How the Rankings Were Constructed   (note: this study was for BLACK students only – no other minorities were included)  
Our evaluation system rates the nation's 26 highest academically ranked universities in 13 categories or factors of racial diversity. The 13 categories are: 
• Total black student enrollments (graduate and undergraduate).
• The five-year progress of the university in black student enrollments.
• The percentage of blacks in the most recent first-year class.
• The five-year progress in black enrollments in the first-year class.

See link [2] below for additional criteria for this study. The relevance of the study is that the University of Michigan RANKS IN THE TOP 25 universities in the nation WITHOUT USING AA as a criteria for admission.

Ooooooo... lookie here!
19.  University of Michigan (Average Score: 71.85): Despite litigation challenging its affirmative action admissions programs, the University of Michigan has been able to achieve and maintain a high level of black enrollments. It also ranks third among the highest-rated universities in terms of its percentage of overall black faculty. However, the university has a poor record in promoting its black faculty to tenured positions. Only 1.6 percent of the tenured faculty at the university are black and this level has dropped substantially over the past five years.   
But the main factor lowering the university's overall ranking is its extremely poor record in graduating black students. The black graduation rate at the University of Michigan is only 60 percent. This is 27 percentage points lower than the rate for white students. In addition, the black graduation rate has dropped five percentage points over the past seven years. [2]
[Editor’s note: I would challenge the terminology here of ‘the university's overall ranking is its extremely poor record in graduating black students’. The faculty teaches and the student LEARN. It is up to the STUDENT to meet the graduation requirements – not for the University to ‘graduate’ them, regardless of race!  I put that right up there with a student saying the teacher 'flunked him' on his test.  Pffftttttt...]

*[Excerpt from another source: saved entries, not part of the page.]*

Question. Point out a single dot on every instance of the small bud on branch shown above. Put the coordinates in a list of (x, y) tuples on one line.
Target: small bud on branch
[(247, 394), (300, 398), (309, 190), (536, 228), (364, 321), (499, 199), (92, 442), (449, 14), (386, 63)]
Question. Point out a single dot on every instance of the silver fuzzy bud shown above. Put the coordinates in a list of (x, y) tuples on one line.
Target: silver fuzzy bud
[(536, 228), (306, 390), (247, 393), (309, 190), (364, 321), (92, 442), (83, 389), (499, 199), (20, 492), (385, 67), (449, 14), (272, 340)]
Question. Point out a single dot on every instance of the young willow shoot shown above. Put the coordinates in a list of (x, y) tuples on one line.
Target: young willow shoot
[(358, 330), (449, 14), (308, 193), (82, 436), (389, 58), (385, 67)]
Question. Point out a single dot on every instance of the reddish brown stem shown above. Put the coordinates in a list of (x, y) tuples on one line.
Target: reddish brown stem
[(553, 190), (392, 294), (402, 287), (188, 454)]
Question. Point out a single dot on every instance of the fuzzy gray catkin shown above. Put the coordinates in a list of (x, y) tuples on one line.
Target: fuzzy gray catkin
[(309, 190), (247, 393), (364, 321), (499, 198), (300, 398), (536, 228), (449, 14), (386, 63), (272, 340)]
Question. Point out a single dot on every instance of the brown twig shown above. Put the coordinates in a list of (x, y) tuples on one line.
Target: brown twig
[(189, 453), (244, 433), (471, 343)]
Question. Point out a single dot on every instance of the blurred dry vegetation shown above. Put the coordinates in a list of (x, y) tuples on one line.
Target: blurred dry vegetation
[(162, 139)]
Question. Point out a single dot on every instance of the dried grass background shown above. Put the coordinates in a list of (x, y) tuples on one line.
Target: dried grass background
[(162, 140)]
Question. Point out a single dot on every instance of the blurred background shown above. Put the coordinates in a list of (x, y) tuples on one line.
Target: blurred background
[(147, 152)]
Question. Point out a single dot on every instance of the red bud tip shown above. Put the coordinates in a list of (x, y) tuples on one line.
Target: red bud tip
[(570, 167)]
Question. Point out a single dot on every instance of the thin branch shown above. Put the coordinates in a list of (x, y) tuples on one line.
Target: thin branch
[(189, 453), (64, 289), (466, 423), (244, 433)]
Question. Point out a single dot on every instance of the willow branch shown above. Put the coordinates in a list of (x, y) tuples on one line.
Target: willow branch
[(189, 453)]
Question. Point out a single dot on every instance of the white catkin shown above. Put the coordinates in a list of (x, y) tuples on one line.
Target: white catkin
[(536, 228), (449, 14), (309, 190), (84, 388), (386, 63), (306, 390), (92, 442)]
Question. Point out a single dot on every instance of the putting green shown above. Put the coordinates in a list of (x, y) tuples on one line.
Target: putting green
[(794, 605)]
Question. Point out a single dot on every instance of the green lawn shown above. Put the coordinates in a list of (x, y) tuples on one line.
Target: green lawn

FYI - the top 26 leading universities, as scored by the JBHE are listed below.

1 – Duke University (NC)
2 – Emory University (GA)
3 – Princeton University (NJ)
4 – Washington University (MO)
5 – Vanderbilt University (TN)
6 – University of North Carolina
7 - Georgetown University (DC)
8 – Harvard University (MA)
9 – University of Virginia
10 – Brown University (RI)
11 – Columbia University (NT)
12 – Stanford University (CA)
13 – Yale University (CT)
14 – Rice University (TX)
15 – Cornell University (NY)
16 – MIT (MA)
17 – University of Pennsylvania
18 – Dartmouth College (NH)
19 – University of Michigan
20 – University of California Berkley
21 – Northwestern (IL)
22 – Notre Dame (IN)
23 – Carnegie Mellon University (PA)
24 - Johns Hopkins (MD)
25 – Cal Tech (CA)
26 – University of Chicago (IL)

The overall diversity score ranged from 90.36 (Duke) to 67.27 (U of Chicago). University of Michigan tied with UC Berkley at 71.85.

The top 7 schools in percentage of black students were:

1 – Emory 10.4%
2 – UNC-CH 9.7%
3 – Georgetown 9.2%
4 – UVA 8.8%
5 – University of Michigan 8.1%
6 – Johns Hopkins 7.6%
7 – Duke 7.5%

And finally, here’s an interesting quote from a Duke law student’s blog intimating that Duke does NOT use AA as a consideration for admission - not a surprise since it's a private university.  My premise is, black students at Duke have nothing to prove – they had the creds and they were admitted BECAUSE THEY WERE QUALIFIED and every other student there KNOWS IT!

[Posted in 2004]….Duke must use under-represented racial and ethnic minority identifications as a factor, and I would also add religion to this area. Some will argue that unqualified students are taking the places of more qualified applicants, yet, bottom line, the person who did not get in just could not cut it. Duke can and should be selective. We are unique, and that is the importance of being Duke. [3] [A liberal LAW student, no doubt.]